The Belgian authority bought the analysers last year and has trained its eight PSC inspectors on how to use them. Van Craeyvelt estimates that their use adds only about 20 minutes to the inspection process.

He says the analysers are “the starting point”, unless there is already documentary evidence that the ship is not carrying compliant fuel.

It is a plus when the supervising authority has at its disposal all the latest possible technical means to verify if whatever is delivered is in alignment with what should be delivered

Eugeen Van Craeyvelt

He is aware that his counterparts in the Netherlands have also invested in similar technology, but believes no one else in the region has them.

Van Craeyvelt points out that Rotterdam and Antwerp are the main bunker ports in north-west Europe. “We should be alert,” he says.

Twofold investment

But he explains that the reason for the investment is twofold, because the authority is able to check on compliance and supply.

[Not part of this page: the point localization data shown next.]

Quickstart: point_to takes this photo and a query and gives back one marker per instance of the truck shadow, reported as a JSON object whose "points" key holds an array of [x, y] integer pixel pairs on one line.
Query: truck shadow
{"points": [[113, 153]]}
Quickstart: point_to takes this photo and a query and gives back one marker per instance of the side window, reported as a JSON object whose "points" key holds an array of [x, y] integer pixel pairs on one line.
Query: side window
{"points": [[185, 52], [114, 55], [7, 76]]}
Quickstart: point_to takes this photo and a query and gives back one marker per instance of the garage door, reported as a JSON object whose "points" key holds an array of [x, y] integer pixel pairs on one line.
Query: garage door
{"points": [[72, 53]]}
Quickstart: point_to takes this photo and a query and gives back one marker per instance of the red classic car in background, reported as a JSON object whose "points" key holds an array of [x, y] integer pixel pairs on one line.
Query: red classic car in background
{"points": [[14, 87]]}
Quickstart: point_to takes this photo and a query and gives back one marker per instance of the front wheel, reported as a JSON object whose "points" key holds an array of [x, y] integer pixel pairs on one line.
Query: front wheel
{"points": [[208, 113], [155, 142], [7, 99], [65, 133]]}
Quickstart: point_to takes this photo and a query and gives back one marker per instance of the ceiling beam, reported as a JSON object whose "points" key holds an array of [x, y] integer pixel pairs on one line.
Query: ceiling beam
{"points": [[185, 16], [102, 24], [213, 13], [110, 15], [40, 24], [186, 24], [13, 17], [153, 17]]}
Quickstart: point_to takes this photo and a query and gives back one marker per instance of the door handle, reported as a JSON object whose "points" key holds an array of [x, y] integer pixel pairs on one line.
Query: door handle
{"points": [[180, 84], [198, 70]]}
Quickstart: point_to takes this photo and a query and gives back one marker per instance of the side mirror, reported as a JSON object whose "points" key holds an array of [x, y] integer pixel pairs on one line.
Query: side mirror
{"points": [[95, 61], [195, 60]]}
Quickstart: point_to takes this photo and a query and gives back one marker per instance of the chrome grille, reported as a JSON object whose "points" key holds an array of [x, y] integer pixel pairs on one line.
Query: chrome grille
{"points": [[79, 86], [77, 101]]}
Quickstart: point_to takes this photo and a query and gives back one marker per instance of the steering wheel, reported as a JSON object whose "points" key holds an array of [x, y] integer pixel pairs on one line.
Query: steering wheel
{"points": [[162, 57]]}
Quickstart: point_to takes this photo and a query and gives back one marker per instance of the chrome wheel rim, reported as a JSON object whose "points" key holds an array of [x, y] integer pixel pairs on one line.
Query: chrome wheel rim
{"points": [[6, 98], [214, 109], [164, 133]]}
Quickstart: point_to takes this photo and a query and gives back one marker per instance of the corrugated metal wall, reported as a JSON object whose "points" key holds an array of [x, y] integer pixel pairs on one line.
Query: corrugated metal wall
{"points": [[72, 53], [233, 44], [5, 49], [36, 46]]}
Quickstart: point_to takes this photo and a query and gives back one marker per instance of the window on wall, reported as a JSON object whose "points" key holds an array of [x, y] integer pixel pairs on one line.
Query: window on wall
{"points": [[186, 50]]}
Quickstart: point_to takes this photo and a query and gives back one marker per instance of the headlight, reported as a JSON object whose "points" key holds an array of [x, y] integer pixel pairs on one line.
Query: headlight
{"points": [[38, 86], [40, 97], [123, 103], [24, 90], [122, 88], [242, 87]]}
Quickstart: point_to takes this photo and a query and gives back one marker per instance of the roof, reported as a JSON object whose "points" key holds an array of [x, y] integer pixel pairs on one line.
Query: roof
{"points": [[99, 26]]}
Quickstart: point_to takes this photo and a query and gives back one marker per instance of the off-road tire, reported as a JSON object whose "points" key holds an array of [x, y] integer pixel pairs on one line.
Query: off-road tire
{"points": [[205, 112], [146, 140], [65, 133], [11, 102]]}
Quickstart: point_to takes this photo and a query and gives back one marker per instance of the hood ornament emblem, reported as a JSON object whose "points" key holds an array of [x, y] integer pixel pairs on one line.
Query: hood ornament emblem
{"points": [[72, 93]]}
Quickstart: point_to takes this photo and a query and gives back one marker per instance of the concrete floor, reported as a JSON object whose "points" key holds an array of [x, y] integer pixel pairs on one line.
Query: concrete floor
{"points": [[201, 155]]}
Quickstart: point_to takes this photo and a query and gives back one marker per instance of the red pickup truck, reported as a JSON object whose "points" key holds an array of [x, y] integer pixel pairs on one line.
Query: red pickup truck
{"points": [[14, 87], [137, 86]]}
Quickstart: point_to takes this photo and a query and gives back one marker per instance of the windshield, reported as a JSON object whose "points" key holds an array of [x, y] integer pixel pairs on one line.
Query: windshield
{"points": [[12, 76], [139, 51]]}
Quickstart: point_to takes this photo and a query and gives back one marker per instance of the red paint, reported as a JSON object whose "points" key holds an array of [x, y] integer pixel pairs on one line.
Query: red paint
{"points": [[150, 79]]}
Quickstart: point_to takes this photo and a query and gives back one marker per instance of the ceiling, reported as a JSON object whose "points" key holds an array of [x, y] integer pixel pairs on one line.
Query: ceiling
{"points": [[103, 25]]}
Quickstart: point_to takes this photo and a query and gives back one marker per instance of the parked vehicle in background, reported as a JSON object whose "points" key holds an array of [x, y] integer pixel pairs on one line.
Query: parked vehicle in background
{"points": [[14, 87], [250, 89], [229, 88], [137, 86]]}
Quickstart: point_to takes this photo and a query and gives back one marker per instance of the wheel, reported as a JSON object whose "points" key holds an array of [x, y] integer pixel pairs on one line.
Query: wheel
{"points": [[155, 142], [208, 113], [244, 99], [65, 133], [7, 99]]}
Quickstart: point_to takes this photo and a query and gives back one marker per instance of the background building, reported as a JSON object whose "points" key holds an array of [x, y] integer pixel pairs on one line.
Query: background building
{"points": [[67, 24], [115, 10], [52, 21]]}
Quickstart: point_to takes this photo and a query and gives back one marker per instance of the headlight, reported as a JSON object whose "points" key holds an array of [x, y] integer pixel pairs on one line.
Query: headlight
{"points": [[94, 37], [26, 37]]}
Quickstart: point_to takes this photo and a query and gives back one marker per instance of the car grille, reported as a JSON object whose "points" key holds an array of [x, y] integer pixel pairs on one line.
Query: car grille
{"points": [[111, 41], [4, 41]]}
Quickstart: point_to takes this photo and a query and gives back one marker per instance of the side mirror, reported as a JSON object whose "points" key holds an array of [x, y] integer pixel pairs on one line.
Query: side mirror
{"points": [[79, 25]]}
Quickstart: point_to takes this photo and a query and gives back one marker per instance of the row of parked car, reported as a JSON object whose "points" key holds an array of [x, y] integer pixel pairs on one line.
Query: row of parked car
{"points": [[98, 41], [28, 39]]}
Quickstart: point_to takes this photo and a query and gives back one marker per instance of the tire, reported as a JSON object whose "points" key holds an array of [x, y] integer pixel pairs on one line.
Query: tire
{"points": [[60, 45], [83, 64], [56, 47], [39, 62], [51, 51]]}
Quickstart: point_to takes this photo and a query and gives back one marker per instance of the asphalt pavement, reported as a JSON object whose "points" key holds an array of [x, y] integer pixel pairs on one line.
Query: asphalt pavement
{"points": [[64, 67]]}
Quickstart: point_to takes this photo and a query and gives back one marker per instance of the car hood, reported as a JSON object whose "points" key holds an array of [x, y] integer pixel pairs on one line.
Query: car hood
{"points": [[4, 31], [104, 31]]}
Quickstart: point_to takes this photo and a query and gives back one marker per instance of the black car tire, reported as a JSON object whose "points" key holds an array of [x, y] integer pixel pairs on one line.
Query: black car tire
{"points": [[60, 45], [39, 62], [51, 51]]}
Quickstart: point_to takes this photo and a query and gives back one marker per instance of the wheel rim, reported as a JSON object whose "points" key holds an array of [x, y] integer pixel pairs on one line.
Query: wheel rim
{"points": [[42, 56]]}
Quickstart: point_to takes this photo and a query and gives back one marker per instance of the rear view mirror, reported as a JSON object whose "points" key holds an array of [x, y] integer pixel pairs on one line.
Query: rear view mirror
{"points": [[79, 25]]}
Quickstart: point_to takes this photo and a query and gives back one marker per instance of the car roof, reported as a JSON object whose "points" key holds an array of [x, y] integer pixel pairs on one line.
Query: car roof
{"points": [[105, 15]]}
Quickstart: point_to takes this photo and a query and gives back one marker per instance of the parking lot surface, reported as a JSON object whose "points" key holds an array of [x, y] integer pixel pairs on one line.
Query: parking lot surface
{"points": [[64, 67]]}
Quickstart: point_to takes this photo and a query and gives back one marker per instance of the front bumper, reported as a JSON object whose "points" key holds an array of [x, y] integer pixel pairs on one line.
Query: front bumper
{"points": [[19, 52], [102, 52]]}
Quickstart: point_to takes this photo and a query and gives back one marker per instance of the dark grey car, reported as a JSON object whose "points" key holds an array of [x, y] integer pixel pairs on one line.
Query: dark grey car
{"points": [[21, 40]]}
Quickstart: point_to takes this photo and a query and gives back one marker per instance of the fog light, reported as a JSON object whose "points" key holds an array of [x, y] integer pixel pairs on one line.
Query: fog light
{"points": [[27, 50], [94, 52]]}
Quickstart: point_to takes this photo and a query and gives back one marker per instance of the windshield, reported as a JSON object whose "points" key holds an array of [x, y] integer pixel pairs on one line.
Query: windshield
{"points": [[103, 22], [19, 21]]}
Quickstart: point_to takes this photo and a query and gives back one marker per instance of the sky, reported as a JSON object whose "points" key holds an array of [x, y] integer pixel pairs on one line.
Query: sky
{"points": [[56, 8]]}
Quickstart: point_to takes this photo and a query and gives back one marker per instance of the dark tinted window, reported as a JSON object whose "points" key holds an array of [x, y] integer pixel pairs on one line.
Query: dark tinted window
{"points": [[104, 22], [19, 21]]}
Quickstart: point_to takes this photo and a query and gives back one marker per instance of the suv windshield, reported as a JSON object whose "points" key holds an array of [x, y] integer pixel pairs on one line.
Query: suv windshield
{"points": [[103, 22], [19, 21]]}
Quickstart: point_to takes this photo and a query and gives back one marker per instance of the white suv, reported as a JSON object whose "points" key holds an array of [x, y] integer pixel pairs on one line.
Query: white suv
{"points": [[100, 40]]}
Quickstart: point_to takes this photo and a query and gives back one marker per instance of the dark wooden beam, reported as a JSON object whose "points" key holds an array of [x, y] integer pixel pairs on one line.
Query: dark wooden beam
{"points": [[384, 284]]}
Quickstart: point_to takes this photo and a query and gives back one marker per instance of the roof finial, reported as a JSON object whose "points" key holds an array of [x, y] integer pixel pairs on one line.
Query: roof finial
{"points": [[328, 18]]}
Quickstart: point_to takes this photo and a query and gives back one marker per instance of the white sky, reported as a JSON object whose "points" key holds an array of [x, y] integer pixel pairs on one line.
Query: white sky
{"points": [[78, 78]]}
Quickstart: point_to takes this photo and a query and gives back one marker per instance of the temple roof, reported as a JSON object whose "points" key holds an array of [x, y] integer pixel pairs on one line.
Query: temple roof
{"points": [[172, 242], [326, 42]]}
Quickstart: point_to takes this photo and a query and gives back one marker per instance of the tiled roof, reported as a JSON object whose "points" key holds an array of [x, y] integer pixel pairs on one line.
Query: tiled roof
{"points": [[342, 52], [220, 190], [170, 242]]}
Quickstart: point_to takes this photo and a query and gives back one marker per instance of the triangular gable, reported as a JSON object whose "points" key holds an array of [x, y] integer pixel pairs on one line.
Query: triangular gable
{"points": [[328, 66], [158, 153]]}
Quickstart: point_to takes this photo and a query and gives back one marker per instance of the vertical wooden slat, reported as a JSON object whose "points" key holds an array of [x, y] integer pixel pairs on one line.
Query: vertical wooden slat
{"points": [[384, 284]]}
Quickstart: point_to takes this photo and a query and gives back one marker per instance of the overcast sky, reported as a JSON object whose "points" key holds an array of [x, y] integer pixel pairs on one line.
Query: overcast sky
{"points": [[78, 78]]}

“What we want to promote [is that] if the shipowner wants to bunker in Antwerp or in Rotterdam, they must be reasonably assured that the bunkers they are ordering are of the right specifications and particularly with regard to sulphur,” he says.

“In order to give that assurance, it is a plus when the supervising authority has at its disposal all the latest possible technical means to verify if whatever is delivered is in alignment with what should be delivered.”

“When a port state control inspector comes onboard a vessel that is bunkering, it is only a minor extra effort to take some fuel off the sample tap and do the analysis with the apparatus already being carried.”